Le centre-ville est sur la rive gauche de l’Orb, mais l’habitat s’étire sur 4 km le long de la vallée, et dans des vallons confluant juste au sud du bourg. Au sud se dresse à 517 m le Pic de Tantajo (panorama avec table d’orientation, relais de télévision). Outre les deux lycées et le collège publics, on y trouve un collège catholique, un hôpital local public (280 sal., 20 lits médicaux) avec maison de retraite et une polyclinique privée (32 lits), un institut médico-éducatif, une Maison de pays, une Maison des Arts (arts et traditions populaires), un musée des sciences naturelles et du rail, un office du tourisme, un centre de loisirs de EDF-GDF, des petites entreprises comme Paul Boyé (vêtements de travail, 55 emplois) et KP1 (bétons préfabriqués, 60 sal.), et une polyclinique (45 sal.); un magasin Carrefour (45 sal.), Bricomarché (25 sal.), droguerie Lespéron (25 sal.), aide à domicile Ad Domeo (50 sal.); transports par autocars Bernard Pons (45 sal.). Bédarieux organise chaque année des rencontres internationales de folklore. La voie ferrée vers Saint-Pons est fermée depuis 1972. La ville avait 5 400 hab. en 1821, 7 700 en 1876 et a culminé à 9 200 en 1931; sa population a diminué ensuite, perdant encore 150 hab. après 1999. Elle est le siège de la communauté de communes du Grand Orb (24 communes, 20 800 hab.); v. Orb (Grand).


Lamalou-les-Bains

(2 560 Lamalousiens, 618 ha dont 225 de bois) est une commune de l’Hérault dans le Grand Orb (Orb (Grand)), 8 km OSO de Bédarieux et 40 km au NO de Béziers. La principale station thermale de l’Hérault est un peu à l’écart de l’Orb, dans le vallon affluent du Biroulet; elle est réputée soigner les rhumatismes et les nerfs par ses eaux bicarbonatées sodées et calciques, dont les températures se tiennent entre 26 et 52 °C. Les eaux de Lamalou ont déjà été exploitées au milieu du 17e s., puis à la fin du 18e s.; un nouvel établissement apparut en 1842 à Lamalou-le-Haut; la découverte de deux autres sources en 1859 fut à l’origine de Lamalou-Centre en 1868. L’ensemble est devenu commune en 1845 à partir des Aires, sous le nom de Villecelle, transformé en Lamalou-les-Bains en 1878.

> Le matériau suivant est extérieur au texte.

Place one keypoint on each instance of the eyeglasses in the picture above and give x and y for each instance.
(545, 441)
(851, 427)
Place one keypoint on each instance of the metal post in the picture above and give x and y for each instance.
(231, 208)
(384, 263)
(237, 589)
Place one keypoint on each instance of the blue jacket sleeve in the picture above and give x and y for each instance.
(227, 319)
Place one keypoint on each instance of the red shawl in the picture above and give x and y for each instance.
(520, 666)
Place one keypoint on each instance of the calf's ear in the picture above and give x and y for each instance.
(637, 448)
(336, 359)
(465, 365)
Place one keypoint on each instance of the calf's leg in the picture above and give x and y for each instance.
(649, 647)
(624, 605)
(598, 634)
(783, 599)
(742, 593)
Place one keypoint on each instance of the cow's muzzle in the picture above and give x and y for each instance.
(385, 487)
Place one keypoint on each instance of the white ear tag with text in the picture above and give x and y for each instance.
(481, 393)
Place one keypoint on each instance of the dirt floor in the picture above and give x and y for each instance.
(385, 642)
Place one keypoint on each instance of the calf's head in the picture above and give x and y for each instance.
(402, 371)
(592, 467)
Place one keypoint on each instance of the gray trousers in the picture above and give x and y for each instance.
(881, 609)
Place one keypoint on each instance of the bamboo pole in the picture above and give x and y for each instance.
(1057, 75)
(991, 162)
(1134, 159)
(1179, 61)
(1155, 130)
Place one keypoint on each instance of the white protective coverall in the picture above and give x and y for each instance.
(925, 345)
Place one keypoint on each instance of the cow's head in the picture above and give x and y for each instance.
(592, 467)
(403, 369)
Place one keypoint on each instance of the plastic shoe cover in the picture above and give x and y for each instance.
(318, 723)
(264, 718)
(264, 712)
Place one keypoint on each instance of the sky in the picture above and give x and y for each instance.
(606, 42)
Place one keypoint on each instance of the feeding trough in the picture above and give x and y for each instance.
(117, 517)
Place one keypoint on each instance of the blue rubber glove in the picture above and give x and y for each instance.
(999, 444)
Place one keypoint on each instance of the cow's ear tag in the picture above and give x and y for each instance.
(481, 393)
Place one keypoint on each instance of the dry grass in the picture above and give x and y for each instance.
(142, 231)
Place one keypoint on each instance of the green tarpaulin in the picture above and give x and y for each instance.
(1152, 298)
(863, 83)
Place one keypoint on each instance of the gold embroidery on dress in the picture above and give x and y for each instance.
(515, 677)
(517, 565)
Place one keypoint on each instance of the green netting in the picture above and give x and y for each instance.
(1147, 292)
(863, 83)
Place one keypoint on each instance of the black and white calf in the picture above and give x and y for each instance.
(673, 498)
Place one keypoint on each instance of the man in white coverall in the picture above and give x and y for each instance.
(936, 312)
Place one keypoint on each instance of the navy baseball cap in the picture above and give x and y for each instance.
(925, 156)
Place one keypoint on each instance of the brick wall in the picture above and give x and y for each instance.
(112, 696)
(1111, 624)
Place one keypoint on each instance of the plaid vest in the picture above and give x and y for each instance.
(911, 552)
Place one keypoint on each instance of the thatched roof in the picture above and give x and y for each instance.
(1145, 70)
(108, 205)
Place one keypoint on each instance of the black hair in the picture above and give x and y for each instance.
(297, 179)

La commune a eu 390 hab. en 1876, puis a lentement grandi, passant les 1 000 hab. en 1936 et montant de 1 360 à 2 070 hab. d’un coup entre 1954 et 1962; elle est restée à ce niveau ensuite mais a gagné 350 hab. depuis 1999. La station est très équipée: deux établissements thermaux (trois sources) dont la Française du Thermalisme (Chaîne Thermale du Soleil, 120 sal.), hôpital militaire, centre hospitalier public, plusieurs cliniques et centres de rééducation et convalescence dont le Centre de rééducation motrice du Dr Ster (220 sal.) et La Petite Paix (80 sal.), maisons de repos et de retraite (le Colombier, 50 sal., Val Fleuri 30 sal.), laboratoires, nombre d’éléments touristiques dont théâtre, casino, golf, etc. Il s’y tient un festival annuel d’opérettes. Le nombre annuel de curistes est de près de 7 000, assurant 122 000 nuitées; casino du groupe Joa (35 sal.).